I was told by my TRT people that the compounding Pharmacy's they deal with were  no longer able to (sell?) HGC by itself, so my last order it came with B12 in it, and was red when you reconstituted it...Fair enough....This time I was sent Kisspetin (I agreed to it, til I can get my own HCG) 2 ml..1mg per ml....Was told to do 0.1 ml twice a week...I tried to read up on this substance as I have zero experience with it.....Any of you guys ever hear of this, or used it??? Ive been using these guys for 4 yrs or so, and never had any problems..BTW this is made WP Pharma....Thanks


----------



## j2048b (Aug 20, 2020)

Never heard of it, buy hcg online eazy peazy and cheaper.... Google around for some sites...


----------



## CJ (Aug 20, 2020)

You're 60 years old, right?

What's your reason for using HCG? It's not necessary.


----------



## Megatron28 (Aug 21, 2020)

CJ275 said:


> You're 60 years old, right?
> 
> What's your reason for using HCG? It's not necessary.

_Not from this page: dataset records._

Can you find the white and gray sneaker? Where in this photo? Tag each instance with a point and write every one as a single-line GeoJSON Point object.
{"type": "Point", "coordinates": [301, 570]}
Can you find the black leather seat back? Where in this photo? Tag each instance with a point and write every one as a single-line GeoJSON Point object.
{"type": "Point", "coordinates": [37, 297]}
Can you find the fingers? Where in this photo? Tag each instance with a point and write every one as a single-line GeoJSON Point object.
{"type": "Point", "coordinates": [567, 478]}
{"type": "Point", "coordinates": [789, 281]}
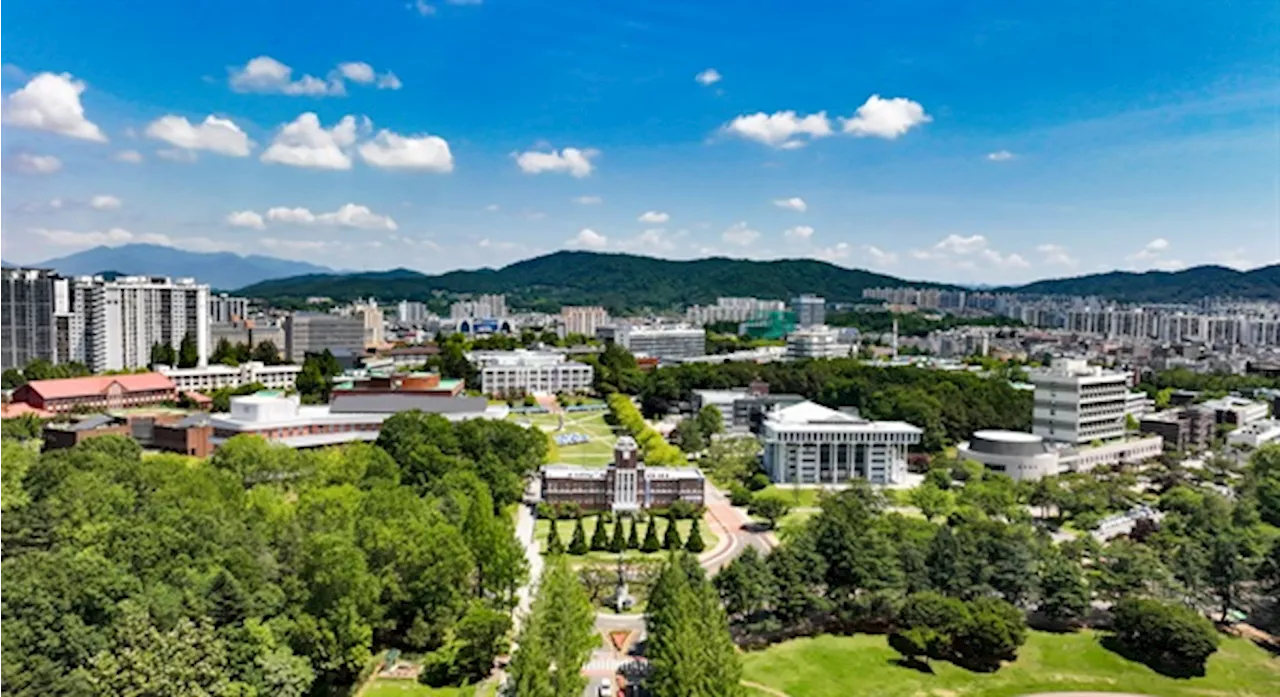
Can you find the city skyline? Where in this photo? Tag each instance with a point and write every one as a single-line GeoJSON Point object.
{"type": "Point", "coordinates": [969, 146]}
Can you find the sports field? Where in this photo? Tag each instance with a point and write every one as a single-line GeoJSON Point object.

I'll be taking hCG for as long as I have testicles.  If he's sexually active I think he needs it.


----------



## Jin (Aug 21, 2020)

Megatron28 said:


> I'll be taking hCG for as long as I have testicles.  If he's sexually active I think he needs it.



having testicles is soooo old school, brah.


----------



## CJ (Aug 21, 2020)

I sometimes think of using some again, to see if the ol' boys will grow back. :32 (20):


----------



## MrRippedZilla (Aug 21, 2020)

It's a GnRH agonist that works by stimulating the pituitary gland, which means it will be rendered null and avoid by TRT. In other words, this stuff doesn't work when exogenous hormones are in the mix.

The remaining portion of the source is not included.